À la Renaissance, le roman traverse une crise qui le conduit à prendre des formes paradoxales. De cette crise naîtront les formes romanesques de l’âge classique, en lesquelles sont renouvelées les modalités de la mise en récit et de la place du narrateur, ainsi que la manière pour le roman de construire un univers fictionnel. Au même moment ont lieu de grandes transformations scientifiques fondatrices de la modernité : invention de la physique galiléenne,  de l’algèbre symbolique, de la perspectiva artificialis, de la matière-étendue cartésienne. Ne relèvent-elles pas aussi d’une nouvelle mise en récit ? Le cosmos infini de la nouvelle physique a-t-il à voir avec la nouvelle manière pour le roman de faire monde ? N’y a-t-il pas, dans le nouveau récit de l’équation, une voix narrative qui répond à celle qui émerge au même moment dans le roman ?

L'ouvrage analyse les transformations de l'algèbre à la Renaissance qui conduisent, depuis l'Ars magna de Cardan, à l'invention de l'algèbre symbolique chez Viète, puis à la Géométrie de Descartes, en passant par Peletier du Mans ou Forcadel. Il montre dans l'histoire de l'algèbre la mise en scène progressive dans le texte mathématique du savoir partiel du mathématicien, à la fois narrateur et personnage de son propre récit.  D'autres chapitres abordent la question du mouvement de la Terre chez Galilée, ou de la théorie scientifique de la perspective au XVIe siècle, chez Simon Stevin et Vignole.
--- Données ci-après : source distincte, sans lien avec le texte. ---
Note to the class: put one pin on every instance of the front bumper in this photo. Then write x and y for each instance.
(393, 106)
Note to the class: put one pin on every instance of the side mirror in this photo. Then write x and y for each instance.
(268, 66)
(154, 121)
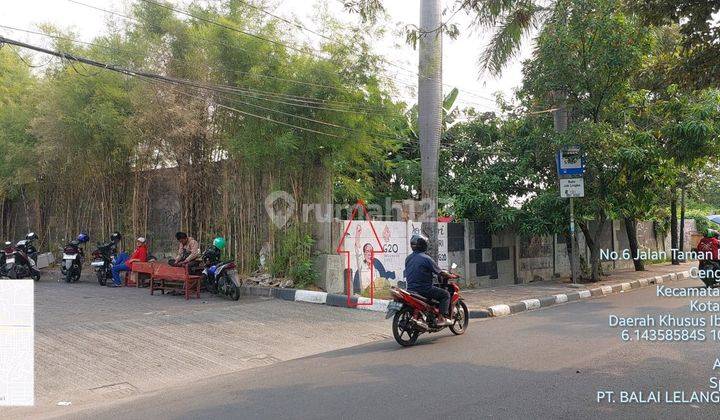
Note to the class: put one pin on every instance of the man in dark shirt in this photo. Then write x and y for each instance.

Ces analyses de séquences d'histoire des sciences s'entrecroisent avec celles des œuvres  romanesques, depuis, en préliminaire, les romans de chevalerie de Chrétien de Troyes jusqu'aux romans précieux de Georges et Madeleine de Scudéry, en passant par Herberay des Essarts, Aneau, Hélisenne de Crenne, Honoré d'Urfé, Sorel, etc. À travers cette succession d'études, l'auteur montre la solidarité profonde qui unit les problèmes du roman à ceux qui conduisent, entre la Renaissance et l'âge classique, à la naissance de la science moderne et, avec elle, au dualisme cartésien de l'esprit et du corps.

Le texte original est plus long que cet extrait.